Sobre o livro Budapeste

Chico Buarque não precisava provar mais nada para ninguém. Poeta maior, para que também escrever romances? A resposta está com José Costa, o personagem central do já consagrado Budapeste (Companhia das Letras). Ele é um escritor anônimo, cria textos que outros assinam, é bom no que faz, mas o anonimato lhe é uma compulsão.

 Não estava propriamente insatisfeito com seu destino, quando o acaso de uma conexão aérea o obrigou a passar uma noite na Hungria. Astronauta das palavras, logo percebeu que sua nave caíra em outro planeta lingüístico. Essa língua originária da Ásia central, é carente de transparências para nós. Sua pronúncia acentua o início das palavras, o que lhe empresta uma sonoridade surpreendente aos nossos ouvidos. (Escutei húngaro toda minha infância e posso lhes assegurar que ela tem outra música). Costa passou a noite assistindo televisão, ou melhor escutando-a, e desenvolveu uma segunda compulsão: aprender húngaro. Já se disse, corretamente, que a melhor forma de aprender uma língua é amando nela. Eis que surge Kriska, para lhe dizer que “a língua magyar não se aprende nos livros”. Em seus lençóis ele se entrega totalmente a esse novo amor, o idioma húngaro.
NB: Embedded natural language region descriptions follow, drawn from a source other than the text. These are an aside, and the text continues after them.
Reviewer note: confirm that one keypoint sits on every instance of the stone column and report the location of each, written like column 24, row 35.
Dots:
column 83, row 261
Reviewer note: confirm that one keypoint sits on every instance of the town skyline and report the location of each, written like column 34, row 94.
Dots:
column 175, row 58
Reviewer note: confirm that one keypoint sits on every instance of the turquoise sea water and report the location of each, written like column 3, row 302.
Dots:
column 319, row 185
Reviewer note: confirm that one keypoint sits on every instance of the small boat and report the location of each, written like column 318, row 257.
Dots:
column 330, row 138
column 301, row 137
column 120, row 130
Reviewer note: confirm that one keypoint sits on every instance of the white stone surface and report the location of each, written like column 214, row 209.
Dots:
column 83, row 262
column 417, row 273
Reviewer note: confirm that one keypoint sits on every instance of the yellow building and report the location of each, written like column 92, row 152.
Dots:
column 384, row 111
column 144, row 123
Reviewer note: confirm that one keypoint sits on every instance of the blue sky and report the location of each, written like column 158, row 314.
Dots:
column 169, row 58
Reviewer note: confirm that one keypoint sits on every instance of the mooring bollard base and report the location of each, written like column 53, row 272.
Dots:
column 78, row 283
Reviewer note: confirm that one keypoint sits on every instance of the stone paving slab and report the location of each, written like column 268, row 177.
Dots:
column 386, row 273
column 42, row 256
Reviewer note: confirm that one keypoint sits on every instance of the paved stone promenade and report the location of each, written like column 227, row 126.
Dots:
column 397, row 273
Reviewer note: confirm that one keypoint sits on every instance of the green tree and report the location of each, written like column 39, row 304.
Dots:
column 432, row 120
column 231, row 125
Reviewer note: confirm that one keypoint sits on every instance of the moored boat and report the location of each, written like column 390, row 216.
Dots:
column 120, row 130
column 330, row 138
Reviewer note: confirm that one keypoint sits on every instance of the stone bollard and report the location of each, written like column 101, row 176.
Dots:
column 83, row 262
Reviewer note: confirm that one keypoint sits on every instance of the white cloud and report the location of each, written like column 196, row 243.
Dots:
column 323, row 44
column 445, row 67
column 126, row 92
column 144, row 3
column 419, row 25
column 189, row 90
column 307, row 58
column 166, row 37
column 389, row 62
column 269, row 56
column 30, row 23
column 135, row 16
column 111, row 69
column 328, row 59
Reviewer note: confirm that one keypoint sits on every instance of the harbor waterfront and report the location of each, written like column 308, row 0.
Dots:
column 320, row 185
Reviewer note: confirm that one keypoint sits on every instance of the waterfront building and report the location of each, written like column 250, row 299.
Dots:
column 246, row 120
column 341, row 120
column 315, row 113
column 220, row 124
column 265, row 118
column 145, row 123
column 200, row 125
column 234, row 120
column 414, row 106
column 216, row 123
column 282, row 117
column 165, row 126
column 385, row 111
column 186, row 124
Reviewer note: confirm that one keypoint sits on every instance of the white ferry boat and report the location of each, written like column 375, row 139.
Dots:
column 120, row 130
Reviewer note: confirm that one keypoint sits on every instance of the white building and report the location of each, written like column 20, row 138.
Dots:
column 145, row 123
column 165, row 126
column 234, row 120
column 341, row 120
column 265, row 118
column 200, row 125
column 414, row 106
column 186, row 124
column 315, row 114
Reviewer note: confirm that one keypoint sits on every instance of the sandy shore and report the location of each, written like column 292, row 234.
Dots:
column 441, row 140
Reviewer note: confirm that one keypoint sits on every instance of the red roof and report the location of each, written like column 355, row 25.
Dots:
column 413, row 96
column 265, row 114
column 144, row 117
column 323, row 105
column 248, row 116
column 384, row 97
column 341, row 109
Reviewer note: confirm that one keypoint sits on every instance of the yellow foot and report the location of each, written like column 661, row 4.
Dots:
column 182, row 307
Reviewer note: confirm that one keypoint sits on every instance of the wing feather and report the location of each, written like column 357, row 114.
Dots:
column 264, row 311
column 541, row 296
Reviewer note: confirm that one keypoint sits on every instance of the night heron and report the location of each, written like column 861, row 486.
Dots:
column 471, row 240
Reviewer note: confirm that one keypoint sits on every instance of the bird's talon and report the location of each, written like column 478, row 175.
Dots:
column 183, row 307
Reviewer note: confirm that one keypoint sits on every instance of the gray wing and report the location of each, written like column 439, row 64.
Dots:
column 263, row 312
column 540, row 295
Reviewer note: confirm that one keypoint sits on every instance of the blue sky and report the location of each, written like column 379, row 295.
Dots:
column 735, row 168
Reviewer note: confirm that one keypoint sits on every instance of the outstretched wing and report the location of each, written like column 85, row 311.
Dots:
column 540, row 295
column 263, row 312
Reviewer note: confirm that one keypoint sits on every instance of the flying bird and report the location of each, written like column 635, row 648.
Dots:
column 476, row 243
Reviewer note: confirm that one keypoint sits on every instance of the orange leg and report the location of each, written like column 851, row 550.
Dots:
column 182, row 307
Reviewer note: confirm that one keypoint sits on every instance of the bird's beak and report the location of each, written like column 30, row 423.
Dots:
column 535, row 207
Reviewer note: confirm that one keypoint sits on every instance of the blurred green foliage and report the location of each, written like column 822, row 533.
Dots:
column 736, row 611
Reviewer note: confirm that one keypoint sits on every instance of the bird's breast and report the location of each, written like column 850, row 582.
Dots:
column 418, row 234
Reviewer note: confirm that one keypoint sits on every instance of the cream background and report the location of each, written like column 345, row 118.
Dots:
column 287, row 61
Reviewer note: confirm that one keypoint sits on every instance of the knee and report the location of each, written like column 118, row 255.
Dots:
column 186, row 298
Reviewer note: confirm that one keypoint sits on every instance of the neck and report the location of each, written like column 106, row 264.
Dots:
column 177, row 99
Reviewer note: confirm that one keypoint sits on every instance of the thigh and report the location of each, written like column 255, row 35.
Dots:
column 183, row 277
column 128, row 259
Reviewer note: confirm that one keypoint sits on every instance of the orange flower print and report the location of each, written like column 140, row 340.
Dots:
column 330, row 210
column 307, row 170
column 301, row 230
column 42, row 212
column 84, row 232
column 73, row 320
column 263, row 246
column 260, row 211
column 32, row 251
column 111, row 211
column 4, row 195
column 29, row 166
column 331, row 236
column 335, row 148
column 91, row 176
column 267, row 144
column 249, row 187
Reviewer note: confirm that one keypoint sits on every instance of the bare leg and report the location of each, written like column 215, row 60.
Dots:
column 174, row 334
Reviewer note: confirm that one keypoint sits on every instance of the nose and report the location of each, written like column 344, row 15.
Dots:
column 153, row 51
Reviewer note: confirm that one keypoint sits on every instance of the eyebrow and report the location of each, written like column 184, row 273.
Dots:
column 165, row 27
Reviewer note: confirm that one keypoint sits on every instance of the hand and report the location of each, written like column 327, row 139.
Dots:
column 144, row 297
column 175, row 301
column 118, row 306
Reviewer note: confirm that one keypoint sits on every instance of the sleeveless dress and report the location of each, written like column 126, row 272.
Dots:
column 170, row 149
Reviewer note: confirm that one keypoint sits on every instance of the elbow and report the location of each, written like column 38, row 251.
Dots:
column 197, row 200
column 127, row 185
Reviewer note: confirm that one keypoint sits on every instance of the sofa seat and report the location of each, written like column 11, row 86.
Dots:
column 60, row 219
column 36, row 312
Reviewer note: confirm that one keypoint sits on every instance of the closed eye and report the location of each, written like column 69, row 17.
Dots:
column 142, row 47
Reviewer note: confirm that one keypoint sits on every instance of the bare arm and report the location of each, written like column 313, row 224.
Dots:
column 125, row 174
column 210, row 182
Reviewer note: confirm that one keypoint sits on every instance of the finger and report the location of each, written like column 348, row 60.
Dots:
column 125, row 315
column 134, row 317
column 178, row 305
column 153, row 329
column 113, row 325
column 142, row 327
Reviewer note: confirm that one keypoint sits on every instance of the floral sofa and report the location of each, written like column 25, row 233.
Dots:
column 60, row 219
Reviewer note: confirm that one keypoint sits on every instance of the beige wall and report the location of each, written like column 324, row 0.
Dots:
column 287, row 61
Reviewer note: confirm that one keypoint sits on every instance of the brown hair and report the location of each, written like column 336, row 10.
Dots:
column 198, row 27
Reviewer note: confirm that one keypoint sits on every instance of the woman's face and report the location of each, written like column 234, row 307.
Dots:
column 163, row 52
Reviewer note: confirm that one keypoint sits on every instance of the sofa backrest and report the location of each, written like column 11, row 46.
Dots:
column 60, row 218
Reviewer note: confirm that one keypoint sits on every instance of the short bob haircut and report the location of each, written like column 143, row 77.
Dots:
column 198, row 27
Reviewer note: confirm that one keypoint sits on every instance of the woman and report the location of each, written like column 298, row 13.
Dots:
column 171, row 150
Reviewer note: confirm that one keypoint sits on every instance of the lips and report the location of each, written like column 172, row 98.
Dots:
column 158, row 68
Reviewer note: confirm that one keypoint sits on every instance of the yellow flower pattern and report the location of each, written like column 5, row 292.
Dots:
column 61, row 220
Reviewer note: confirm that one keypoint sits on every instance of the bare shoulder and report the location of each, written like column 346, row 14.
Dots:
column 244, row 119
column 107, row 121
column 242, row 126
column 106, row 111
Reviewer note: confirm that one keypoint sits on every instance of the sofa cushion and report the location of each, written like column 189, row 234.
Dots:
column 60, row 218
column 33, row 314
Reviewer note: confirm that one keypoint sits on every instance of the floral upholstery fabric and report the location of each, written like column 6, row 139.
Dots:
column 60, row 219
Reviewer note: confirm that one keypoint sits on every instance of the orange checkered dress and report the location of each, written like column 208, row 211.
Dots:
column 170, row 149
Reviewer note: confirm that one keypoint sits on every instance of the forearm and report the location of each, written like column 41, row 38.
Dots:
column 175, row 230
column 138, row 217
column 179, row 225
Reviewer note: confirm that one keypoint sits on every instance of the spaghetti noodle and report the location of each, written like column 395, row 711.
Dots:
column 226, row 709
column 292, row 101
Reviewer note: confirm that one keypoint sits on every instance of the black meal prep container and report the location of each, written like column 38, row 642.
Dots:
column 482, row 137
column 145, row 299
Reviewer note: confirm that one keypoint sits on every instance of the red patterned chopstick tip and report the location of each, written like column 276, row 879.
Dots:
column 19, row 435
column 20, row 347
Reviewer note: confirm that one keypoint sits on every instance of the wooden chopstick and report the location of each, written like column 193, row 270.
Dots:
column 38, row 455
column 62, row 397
Chico e Costa ressaltam um aspecto da l íngua que temos bastante esquecido em nossos tempos pragmáticos. Se comunicar em outros idiomas não serve apenas para pesquisar, fazer negócios, viagens de turismo ou qualquer outra utilidade. Falando em outra língua podemos nos sentir pessoas diferentes. Um novo idioma pode até se aprender nos livros, mas os amores costumam ser excelentes mestres, porque quando aprendemos a falar pela primeira vez, o fazemos no contexto de uma história de amor, a inaugural. Antes de nos apropriarmos das palavras e aprendermos a fazer nossas próprias combinações, a língua materna nos envolve como um abraço, em cujo embalo crescemos. No início percebemos apenas sua música, o cantinho que se faz ao falar. Cada lugar tem seu próprio tom, envolve de forma diversa, por isso podemos nos sentir no estrangeiro simplesmente por mudar de estado. Uma nova língua, nova pátria (como diria Caetano) novas formas de ser. O destino de Costa, quando ele se torna Kósta, em sua nova identidade húngara, não é radicalmente diferente do seu modo de ser brasileiro, digamos que é como uma outra conjugação. Adotar (ou ser adotado por ela) uma língua quase intraduzível (“lefordíthatatlan”, em húngaro), cantada em outro tom, é como se existisse a possibilidade de começar uma vida em outro planeta, vale o investimento. Por isso compreendemos porque um poeta famoso se desafia no novo território da prosa. Chico tem razão, enquanto houver formas distintas de dizer as coisas, haverá outras vidas possíveis. Falar diferente é amar diferente, é viver diferente.